Nada disto é fácil para um adulto e é certamente assustador para um jovem. Não esqueçamos, ainda, em que país estamos. Se a adolescência é difícil por deixar para trás a habitual despreocupação da infância e, progressivamente, aprender a ser adulto… Se, para tal, o mais importante é a observação do que é e como se comporta o dito adulto, começando pelos pais, que dizer da crescente violência, da crescente inversão de valores, que se lhes depara? Que temos um poder indigno, mas que um dia cairá, dando lugar a um Estado decente?… Essa será talvez a esperança de muitos adultos, mas mesmo esses esmorecem. Se, voltando a citar Camões, “um fraco rei faz fraca a forte gente”, não será certo que a um poder vogando entre o ridículo e o ditatorial pode ser assacada responsabilidade pelo aumento das situações de violência urbana, doméstica, futebolística, laboral (com situações de semi-escravatura)?… Não será certo que, ao perder confiança no clero, a perdemos igualmente nos políticos que comprovadamente tentaram (e conseguiram?) condicionar a Justiça no processo Casa Pia, no mais hediondo dos crimes?…

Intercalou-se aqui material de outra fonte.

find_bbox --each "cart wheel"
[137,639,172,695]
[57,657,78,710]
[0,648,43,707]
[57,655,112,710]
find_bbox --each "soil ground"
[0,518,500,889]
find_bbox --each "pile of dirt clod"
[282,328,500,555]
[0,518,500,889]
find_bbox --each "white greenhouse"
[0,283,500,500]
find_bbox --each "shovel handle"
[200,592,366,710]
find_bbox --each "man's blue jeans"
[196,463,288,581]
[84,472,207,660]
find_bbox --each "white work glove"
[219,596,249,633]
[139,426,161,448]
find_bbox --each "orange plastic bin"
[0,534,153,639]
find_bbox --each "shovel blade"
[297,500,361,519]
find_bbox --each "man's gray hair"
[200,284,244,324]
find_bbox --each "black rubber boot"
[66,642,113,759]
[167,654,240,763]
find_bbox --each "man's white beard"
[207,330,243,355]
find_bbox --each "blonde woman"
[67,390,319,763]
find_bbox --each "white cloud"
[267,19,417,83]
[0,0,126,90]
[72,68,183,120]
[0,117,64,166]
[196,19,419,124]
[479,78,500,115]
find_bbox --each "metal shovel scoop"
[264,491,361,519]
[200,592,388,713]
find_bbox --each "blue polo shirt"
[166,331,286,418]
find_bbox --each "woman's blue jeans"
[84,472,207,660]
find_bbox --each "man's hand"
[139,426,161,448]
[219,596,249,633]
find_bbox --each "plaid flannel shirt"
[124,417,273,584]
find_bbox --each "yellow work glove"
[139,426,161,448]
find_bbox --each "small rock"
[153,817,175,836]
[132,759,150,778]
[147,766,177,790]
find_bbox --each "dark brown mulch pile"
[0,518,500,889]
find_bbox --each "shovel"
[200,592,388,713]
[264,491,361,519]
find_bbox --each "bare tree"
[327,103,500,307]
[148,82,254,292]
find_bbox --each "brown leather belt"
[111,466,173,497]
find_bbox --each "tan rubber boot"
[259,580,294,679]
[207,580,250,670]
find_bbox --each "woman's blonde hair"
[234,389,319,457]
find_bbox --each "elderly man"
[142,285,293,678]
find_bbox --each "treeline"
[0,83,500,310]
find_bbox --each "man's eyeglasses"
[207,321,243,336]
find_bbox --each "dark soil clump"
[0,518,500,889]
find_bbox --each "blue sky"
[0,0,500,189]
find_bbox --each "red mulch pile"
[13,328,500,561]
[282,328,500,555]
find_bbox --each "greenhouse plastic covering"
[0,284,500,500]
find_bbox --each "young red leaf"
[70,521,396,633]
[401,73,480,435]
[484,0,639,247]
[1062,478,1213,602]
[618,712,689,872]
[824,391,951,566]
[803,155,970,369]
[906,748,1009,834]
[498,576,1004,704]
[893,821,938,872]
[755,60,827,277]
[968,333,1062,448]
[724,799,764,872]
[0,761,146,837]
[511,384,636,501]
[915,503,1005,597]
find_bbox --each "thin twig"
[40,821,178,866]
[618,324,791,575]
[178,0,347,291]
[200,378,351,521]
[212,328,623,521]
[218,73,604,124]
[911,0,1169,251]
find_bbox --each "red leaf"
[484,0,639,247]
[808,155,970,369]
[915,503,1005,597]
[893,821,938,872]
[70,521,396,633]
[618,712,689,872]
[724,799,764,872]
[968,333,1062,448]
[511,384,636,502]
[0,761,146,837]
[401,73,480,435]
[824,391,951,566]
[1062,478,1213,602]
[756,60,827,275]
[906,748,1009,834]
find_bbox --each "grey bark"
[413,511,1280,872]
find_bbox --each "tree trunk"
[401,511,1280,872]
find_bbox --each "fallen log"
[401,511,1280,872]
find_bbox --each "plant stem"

Não, este país não é para jovens. Como também não é para velhos abandonados e maltratados em “lares” clandestinos ou insuficientemente fiscalizados.

Muito gostaria de apresentar soluções para os males que acabei de elencar. Contudo, não há um único de entre eles cuja solução seja fácil. Trabalhei com adolescentes e jovens padecentes de todos os males imagináveis: doenças físicas e mentais, toxico-dependência (sua e dos pais), abuso, miséria moral ou económica, bullying quotidiano na escola. Mas, sobretudo do que infelizmemte sobrevem a tudo isso: a baixa auto-estima que os deixa sem horizontes. Faltando as soluções, resta escutar, compreender, encaminhar, proteger e, sobretudo, amar. Amar como Deus manda. Como a nós mesmos.


Isabel Pecegueiro

* A autora usa a anterior norma ortográfica.